And also then linguica, the Portugese sausage inherited in Massachusetts from Cape Verde, red and garlicky and chunked with cubes of fat, a sausage that should by rights be at least as famous as bratwurst or kielbasa. But you can't even buy it outside New England. I tried, in Chicago, when I wanted to make Portugese kale soup, the perfect vehicle for greens. The only essential ingredients are kale, kidney beans, potatoes, and—linguica. Even the artisanal boutique saucisseries in Boystown didn't carry it.

I always want to travel everywhere, and when I get there, I am the most enthusiastic locavore—wanting to eat whatever is the local-est, whether beer, fast food, street noodles, or sausage, and I still look at the life I'm living now with an outsider's eyes. Aroostookisms, here, New England specialties retain the exciting frisson of a tourist's gaze: poutain (deep-fried potatoes drenched in beef gravy and melted cheese), coffee milk, frappes, and fried clams are still more exotic to me that guiteau nam and plah sahm roht and unripe papaya salad. Maybe it's the gift that my parents gave me. I am an eternal traveler passing through, and I will remain so even if I live here for the rest of my life.

Whatever I see, I read as an anthropologist. I snap shots as a journalist. I'm a food critic and a travel writer, even in my hometown, because it is not, of course, my hometown. I'd come to Detroit, the city of my birth, with the same existentialist terror with which I approach locals in almost any context, even my own neighbors.

Shortly before midnight, last night, I stood in my kitchen watching “boat television,” the hypnotic shuffle of nine years of photographs from my life with K—starting from the Appalachian Trail—overlaid with my iTunes library, always on shuffle. I have written before about my attraction to randomness. It is something I love, like God is speaking directly. He spoke last night, showing us a photo of the front yard in summer. The sky is blue and cloudless. The front yard and garden and ring of pines green. The beaver pond, fringed with water plants and cattails. It looks like Acadia, a mythical perfect paradise. It is Acadia. It is perfect. It is heaven.

K cracks: “But it doesn't show the mosquitoes.”

Sunday, April 21, 2013

A holy war

I've always wanted to go there,” I say, watching another travel show on PBS.

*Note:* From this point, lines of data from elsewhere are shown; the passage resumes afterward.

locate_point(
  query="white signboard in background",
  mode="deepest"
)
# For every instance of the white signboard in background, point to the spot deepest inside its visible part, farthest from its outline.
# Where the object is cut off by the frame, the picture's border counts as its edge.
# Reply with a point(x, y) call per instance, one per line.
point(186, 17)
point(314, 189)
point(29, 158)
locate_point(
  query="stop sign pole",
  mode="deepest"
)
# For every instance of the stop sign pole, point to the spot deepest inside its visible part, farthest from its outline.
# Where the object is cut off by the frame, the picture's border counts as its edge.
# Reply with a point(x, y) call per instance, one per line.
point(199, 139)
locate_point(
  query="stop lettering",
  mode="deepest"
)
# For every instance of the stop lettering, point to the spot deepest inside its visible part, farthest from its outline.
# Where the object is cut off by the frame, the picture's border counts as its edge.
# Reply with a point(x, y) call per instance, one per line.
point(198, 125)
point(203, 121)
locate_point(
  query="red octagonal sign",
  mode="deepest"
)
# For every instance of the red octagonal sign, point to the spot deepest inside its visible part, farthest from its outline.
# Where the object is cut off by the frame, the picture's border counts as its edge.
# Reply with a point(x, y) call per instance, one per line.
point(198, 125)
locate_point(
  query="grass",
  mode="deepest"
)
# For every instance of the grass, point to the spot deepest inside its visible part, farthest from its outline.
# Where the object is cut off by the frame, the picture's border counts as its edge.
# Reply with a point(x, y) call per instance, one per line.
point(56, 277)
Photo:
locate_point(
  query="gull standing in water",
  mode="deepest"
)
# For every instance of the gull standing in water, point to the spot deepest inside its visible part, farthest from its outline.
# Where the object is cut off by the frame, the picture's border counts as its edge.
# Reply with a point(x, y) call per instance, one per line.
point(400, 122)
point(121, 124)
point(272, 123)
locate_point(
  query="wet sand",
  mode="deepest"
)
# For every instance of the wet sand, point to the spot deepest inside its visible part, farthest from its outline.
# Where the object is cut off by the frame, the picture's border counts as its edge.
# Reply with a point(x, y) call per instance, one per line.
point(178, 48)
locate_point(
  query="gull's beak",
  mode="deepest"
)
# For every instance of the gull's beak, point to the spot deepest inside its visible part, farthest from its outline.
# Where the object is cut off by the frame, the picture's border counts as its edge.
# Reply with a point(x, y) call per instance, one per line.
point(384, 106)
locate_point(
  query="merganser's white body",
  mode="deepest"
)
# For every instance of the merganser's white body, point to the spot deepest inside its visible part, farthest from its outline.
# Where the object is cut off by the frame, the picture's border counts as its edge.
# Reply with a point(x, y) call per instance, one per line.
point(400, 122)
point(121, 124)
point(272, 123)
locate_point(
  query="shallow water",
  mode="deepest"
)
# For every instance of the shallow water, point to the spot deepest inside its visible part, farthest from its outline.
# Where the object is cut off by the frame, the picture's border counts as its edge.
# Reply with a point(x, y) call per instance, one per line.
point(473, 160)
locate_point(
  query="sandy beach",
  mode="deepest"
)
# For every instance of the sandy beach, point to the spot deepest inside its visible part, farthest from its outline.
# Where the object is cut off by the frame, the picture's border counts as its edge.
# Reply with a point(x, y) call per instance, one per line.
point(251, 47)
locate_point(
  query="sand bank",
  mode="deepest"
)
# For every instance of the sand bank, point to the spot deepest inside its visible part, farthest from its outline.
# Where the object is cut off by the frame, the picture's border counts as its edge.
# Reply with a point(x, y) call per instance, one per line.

K. says: “But you say that about everywhere.”

But it's true. I've always wanted to go everywhere, and Maine is only one of the many places I dreamed of visiting. I've debated enrolling in the Century Club, where members visit all 321 (at press time) of the world's countries before they die. The number varies, of course, with new countries minted, nullifying a lifetime attempt to check them all of the list, forcing deathbed adventure, at least in my imagination.

But Maine: Maine I saw as cliffs and white-stone beaches, me walking along the shore barefoot, wearing a white dress, with a white house perched as an ocean lookout above the white-grey sea. Wherever this vision came from the illustrated children's version of Moby-Dick or from Bangkok billboards, I'll never know.

Maine is different. Maine is cold. Maine is a place where one can remain indoors, quietly stewing, for weeks at a time, while outside the moon principle rules, the cold, the dark. It's the yin principle come to life, the yin I recognize from childhood, although it's perhaps my first acknowledgment of its power.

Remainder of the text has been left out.